Commercial banks have long been leaders in the implementation of AI, with early adoption of machine learning practices helping them to refine trading strategies and assess risk. Now retail banking is one of the industries at the forefront of incorporating computer vision based AI models into their businesses.
However, viability of AI powered, customer facing systems relies on diverse, scalable, and accurate image and video training data. By leveraging the expertise of annotation providers, like Keymakr, and accessing quality training data developers can transform customer interactions and the efficiency of banking operations.
This blog will analyse four areas of innovation in retail banking AI and pinpoint the annotation techniques and services that can ensure the continued success of this exciting technology.
Spotting counterfeit documents and currency
Counterfeit currency remains a significant problem that costs businesses and undermines public confidence. In 2019 an estimated 33,732 fake Canadian bank notes made their way into circulation. Forged identity and other official documents can also interfere with bank operations.
This can lead to loans being given out in error and can indicate money laundering for criminal purposes. Thankfully, AI is providing solutions for the damaging counterfeiting of currency and documents. Computer vision systems can be trained to identify subtle differences between real and fake materials when they are used or deposited at a bank.
Accurate labeling is an essential component of this research. Annotation providers make use of experienced teams to precisely label counterfeit and genuine training images in line with developers needs.
Speeding up manual processes with document recognition
Despite the move to online banking more complex retail banking transactions still require physical documentation to be assessed and verified. The checking and distribution of mail documents received by branches is a time consuming and labour intensive task.

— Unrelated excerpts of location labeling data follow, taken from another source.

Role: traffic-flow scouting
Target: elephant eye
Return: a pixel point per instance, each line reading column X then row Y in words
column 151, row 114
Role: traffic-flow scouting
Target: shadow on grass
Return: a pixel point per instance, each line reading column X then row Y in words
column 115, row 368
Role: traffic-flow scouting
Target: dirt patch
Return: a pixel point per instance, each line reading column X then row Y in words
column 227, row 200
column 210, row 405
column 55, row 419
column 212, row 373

Document recognition AI is able to quickly sort through incoming materials and then route them to the appropriate member of staff. Simple transactions, such as processing cheques, can also be digitized using this technology. Document annotation powers these innovations by allowing models to distinguish defining characteristics or relevant sections of diverse banking documents.
Biometrics for identification
Biometrics allow for the secure and consistent identification and authentication of individuals. Facial recognition software incorporates machine learning algorithms to locate key identifying features on faces. In the banking context this allows AI systems to match an individual with other existing photo documentation, such as passports and driving licenses.

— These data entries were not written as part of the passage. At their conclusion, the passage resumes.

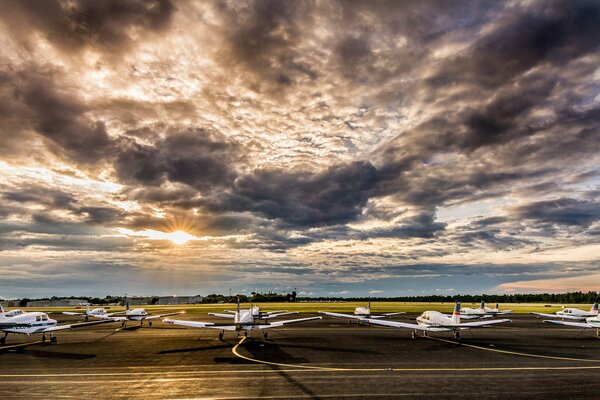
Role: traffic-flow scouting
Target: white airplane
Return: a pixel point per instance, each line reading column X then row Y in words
column 590, row 323
column 360, row 312
column 482, row 312
column 96, row 312
column 256, row 313
column 28, row 323
column 243, row 320
column 14, row 313
column 572, row 313
column 137, row 314
column 496, row 311
column 434, row 321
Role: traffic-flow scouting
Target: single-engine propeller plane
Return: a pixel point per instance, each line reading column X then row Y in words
column 29, row 323
column 360, row 313
column 435, row 321
column 572, row 313
column 243, row 320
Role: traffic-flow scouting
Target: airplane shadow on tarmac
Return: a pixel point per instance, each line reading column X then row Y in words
column 193, row 349
column 277, row 354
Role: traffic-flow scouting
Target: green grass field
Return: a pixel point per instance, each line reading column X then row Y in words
column 313, row 307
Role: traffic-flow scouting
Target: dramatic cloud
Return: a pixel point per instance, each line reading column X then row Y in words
column 341, row 145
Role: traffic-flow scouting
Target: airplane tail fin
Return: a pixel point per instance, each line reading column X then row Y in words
column 456, row 314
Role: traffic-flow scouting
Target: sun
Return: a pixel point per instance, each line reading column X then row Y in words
column 179, row 237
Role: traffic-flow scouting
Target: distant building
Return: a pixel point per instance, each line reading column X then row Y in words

This means that it is now possible to open up a bank account or take out a loan remotely, using a smartphone. Landmark point identification provides the key training data for biometric AI applications. By learning from annotated images with the positions of noses, mouths, and eyes precisely located, AI models can consistently match customers with their identifying documents.
Analysing contacts with document annotation
Machine learning is allowing banks to analyse huge quantities of documents, saving both time and money. Common documents, such as commercial credit agreements, can be assessed by algorithms, and the most relevant details can then be taken from them.
This process would ordinarily require a significant investment in terms of resources and work hours. Training data can help AI models with specific document types. Certain, non standard documents, such as invoices, can be labeled with important contextual information, supporting the development of useful systems.
Image and video annotation services for retail banking
The move away from in person banking is creating space for a variety of computer vision based AI innovations. By outsourcing to professional annotation services industry leaders can ensure a smooth flow of accurate training data. Keymakr achieves this through the use of proprietary technology, and teams of skilled annotators overseen by experienced managers.